「嘩啦啦……」
瓢潑的血色雨滴不斷拍打著山林的枯木,卻沖刷不掉殘尸身上那些詭異紋路。姜爻注視著尸體的傷口,心中忽然產生了一種似曾相識之感。
雨夜、山林、被啃噬過的尸體、還有那些蔓延出的黑色筋絡……他感覺自己好像在某個遙遠的過去也見過類似的場面,但具體在哪看到的卻總也想不起來。而且從理論上來說,如此驚悚的場景他應該從未經歷過才對。
姜爻又抬起頭,發現四周枯木上還殘留著許多彈痕,顯然這里曾發生過激烈的槍戰,這也更驗證了這些外國人確實是訓練有素的雇傭兵。但即便是這樣的精英隊伍,最終還是難逃慘死。
在那么多槍口下居然還能讓這群雇傭兵團滅,襲擊他們的家伙肯定不一般,到底是什么呢……唔?
姜爻忽然像察覺到了什么,似有所感地轉過身,然而映入眼簾的卻依然是靜謐陰森的枯木,并沒有其他人的蹤跡。
奇怪,我怎么感覺有人盯著我,是錯覺嗎?
姜爻有些不安,他不打算繼續磨蹭下去,于是立即俯身撿起一些散落的雇傭兵行李,打算從里面尋找能讓他從洼地脫身的裝備。不一會兒,他便找到一把小刀,幾條攀爬用的繩索和鐵爪,以及一些便攜應急裝備。
“這些應該夠了,至于其他的……”
姜爻嘀咕著,視線掃過地上零落的槍支,眉間微微皺了皺。自從十年前他繼父出事起,他便對槍支產生了嚴重的心理陰影,哪怕危險可能近在咫尺,他也并沒有要去碰槍的打算。

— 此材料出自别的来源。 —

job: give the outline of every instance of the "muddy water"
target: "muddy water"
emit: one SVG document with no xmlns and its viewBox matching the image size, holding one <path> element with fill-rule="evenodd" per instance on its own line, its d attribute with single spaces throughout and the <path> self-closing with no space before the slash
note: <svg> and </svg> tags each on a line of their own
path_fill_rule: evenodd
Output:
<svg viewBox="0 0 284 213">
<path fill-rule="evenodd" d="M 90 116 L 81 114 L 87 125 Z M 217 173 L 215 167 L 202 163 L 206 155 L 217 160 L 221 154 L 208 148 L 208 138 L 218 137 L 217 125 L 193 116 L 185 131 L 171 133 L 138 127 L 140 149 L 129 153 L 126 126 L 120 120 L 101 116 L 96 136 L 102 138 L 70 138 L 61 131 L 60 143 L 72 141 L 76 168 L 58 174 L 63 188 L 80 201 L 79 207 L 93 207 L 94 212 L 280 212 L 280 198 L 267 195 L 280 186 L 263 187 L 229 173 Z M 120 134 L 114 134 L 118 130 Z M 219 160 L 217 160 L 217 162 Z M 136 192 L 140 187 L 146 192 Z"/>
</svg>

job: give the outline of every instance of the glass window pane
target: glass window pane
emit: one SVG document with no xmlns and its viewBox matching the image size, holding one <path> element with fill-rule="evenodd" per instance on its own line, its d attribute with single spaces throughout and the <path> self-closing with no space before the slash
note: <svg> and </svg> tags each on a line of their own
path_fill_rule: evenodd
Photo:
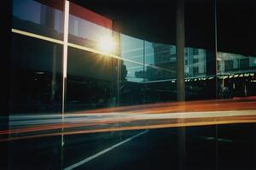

況且以這些雇傭兵的下場來看,這些槍恐怕也派不上用場。
姜爻移開視線,轉身走到洼地邊緣。他將繩索的一端纏上腰間,又將另一端系在鐵爪末端,隨即將發射槍對準山坡上方的一顆枯樹。隨著“咻”的一聲,被發射出去的鐵爪應聲飛出,牢牢掛在了枯樹枝上,也為姜爻制造了一條攀爬而上的路徑。
“看來應該沒問題。”
姜爻試著拉了下繩索,確定已經固定住后,便立即拉著繩索沿壁而上。片刻之后他終于爬出洼地,站在了一處山坡邊緣。
“呼……總算出來了。”
姜爻拍拍身上的塵土,抬頭環視著四周,忽然發現眼前的景物陌生得很,并不是他在跌落前最后待的地方,看來他已經徹底迷了路。
“指南針也摔壞了,這下要上哪去找月琉璃呢……”
姜爻看著手中無序亂轉的指南針,心中既焦慮又無奈。他抬頭望向陰森的密林,試圖從中捕捉到些許熟悉的標志物,而就在此時,他卻忽然看到了一道人影從前方的密林中一閃而過。
什么人?是月琉璃嗎?
姜爻雖有猶豫,但眼下也顧不上那么多,在略一思索后,立即動身朝著人影閃過的方向追了過去。
「嘩……沙沙……」
風雨攪動著四周嶙峋的枯枝,為這片山林增添了幾分森寒之意,不知不覺間,血雨已悄然停止。穿梭在密林間的姜爻死死盯著前方的人影,卻始終難以追上對方,不知跑了多久,那道人影突然一個閃身拐入一處巨大的山石之后,消失不見。
“……”姜爻頓住腳步,渾身警戒地盯著人影消失的方向觀察了一會,隨即一步步朝著前方的山石慢慢走了過去。
“這里是……!?”
就在姜爻望向山石后方的那一刻,他的眼前頓時豁然開朗。只見這山石之后竟是一片廣闊的山坳,濃厚的迷霧繚繞在山坳之中,隱約有些許房屋的影子,點點微光從那些房子里透射而出,看樣子這似乎是個隱于山中的小村子。
“不是說暮色山已經封山好多年了嗎?怎么山里還會有人煙?”
姜爻望著山坳中那些透著燈火的房屋,在詫異的同時也萌生了想要進村一探究竟的想法。不管先前的那道黑影是否真的是月琉璃,在眼下毫無頭緒的狀態下,這個山村似乎是唯一的線索。
姜爻沿著山石下方的一條小路下到山坳中,小心翼翼地靠近這座被迷霧環繞的村莊。雖說想要一探究竟,但有了過去在赤泉村被坑的前車之鑒,姜爻并不打算就這么明晃晃地進村。他先是沿著山坳邊緣悄悄繞到了山村的側后方,在察覺四周無人之后,他便閃身翻過簡陋的泥石圍墻,在濃霧的掩護下偷偷步入了這座小小的山村之中。
夜色中的這座山村異常的寂靜,除了搖晃在迷霧中的點點燈火外,幾乎毫無人類活動的痕跡,更不用提見到什么人了。姜爻掩藏于一處土房之后,探出頭細細觀察了片刻,等待許久都沒聽見任何人聲,這才慢慢走出房檐陰影。而此時的他才真正看清,那些搖曳的燈火究竟是什么。
那是一只只寫著“奠”字的慘白紙燈籠,孤零零地高懸在每間屋子的正門前,在陰冷的山風中搖搖晃晃。